9. MINIMIZE CHOKING HAZARDS--AND LEARN PEDIATRIC CPR
Scary Stat: Children under 3 are at greatest risk for choking, suffocation, and strangulation. Airway obstruction is the leading cause of death in children younger than a year.
Listen to the Doctor: "Babies and toddlers put everything into their mouth. Certain activities pose an even higher risk for choking, including eating while walking, running, or laughing. Don't feed a small child hot dogs, whole grapes, hard candy, popcorn, nuts, raw carrots, or apple chunks, and make sure all food is cut into small-enough pieces. Older siblings can be careless about leaving dangerous toys or small objects (coins, marbles, balloons, pen caps) lying around. If the object gets stuck in the trachea, the child can lose consciousness. By the time paramedics arrive or the child gets to the E.R., it could be too late. So parents need to know basic life support for both infants and toddlers." --Barbara Peña, M.D., attending physician at Miami Children's Hospital
Find Out More: Most hospitals offer classes in CPR. You can also check out the American Heart Association's course by calling 800-242-8721 or logging on to www.americanheart.org.

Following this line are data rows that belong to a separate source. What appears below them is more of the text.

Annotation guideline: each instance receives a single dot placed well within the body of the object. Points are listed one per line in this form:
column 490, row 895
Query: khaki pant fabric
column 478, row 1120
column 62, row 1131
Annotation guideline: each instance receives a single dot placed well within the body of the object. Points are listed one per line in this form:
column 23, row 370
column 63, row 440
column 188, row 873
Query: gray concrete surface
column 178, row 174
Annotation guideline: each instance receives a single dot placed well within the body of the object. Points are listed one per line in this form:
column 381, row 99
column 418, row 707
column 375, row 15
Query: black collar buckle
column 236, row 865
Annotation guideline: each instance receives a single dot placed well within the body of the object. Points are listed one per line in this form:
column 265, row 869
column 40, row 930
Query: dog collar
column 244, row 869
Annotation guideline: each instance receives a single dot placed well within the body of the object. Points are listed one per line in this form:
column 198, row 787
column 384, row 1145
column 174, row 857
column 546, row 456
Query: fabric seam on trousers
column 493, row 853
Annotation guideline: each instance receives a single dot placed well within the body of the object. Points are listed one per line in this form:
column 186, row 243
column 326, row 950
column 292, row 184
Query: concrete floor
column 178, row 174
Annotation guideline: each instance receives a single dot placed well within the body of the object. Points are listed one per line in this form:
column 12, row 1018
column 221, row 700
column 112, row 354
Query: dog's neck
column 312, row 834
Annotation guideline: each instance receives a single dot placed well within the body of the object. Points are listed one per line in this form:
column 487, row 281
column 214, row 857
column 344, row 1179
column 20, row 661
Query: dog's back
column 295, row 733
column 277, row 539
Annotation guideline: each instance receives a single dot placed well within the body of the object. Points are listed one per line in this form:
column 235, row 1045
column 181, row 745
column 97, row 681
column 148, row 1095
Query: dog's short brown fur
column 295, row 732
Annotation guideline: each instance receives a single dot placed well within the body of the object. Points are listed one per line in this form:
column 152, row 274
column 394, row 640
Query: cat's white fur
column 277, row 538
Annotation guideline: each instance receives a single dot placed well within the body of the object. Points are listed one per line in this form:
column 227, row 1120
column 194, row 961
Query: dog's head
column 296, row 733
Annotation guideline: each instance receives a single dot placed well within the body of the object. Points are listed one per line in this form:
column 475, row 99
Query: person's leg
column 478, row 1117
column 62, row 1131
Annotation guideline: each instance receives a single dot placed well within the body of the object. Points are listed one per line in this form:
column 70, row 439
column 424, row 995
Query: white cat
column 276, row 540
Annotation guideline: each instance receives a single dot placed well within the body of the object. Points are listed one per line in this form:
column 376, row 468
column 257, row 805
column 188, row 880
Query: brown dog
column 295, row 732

10. NEVER LEAVE YOUR CHILD ALONE IN A CAR
Scary Stat: Since 1996, more than 150 children have died from hyperthermia as a result of being locked or trapped in a hot car. According to a 2002 Safe Kids?GM survey, one in five parents rarely or never locks his car at home, which means kids can climb in to play--and that spells danger.
Listen to the Doctor: "Parents must lock their cars at all times--even in the driveway or garage--and hide the key, because kids could sneak off and play in the car. In hot weather, a car can heat up to 160 degrees in minutes. This can also happen in cooler weather--when it's as low as 60 degrees--though it takes a little longer then. Another important caution: Parents will sometimes leave a child in a locked car in a supermarket parking lot, run in, do the shopping, and come out to find the child suffering from heat exhaustion or heatstroke. Please, take your child with you!"--Bob Wiebe, M.D., medical director of the Emergency Center at the Children's Medical Center in Dallas
Find Out More: Log on to www.safekids.org or www.gm.cm.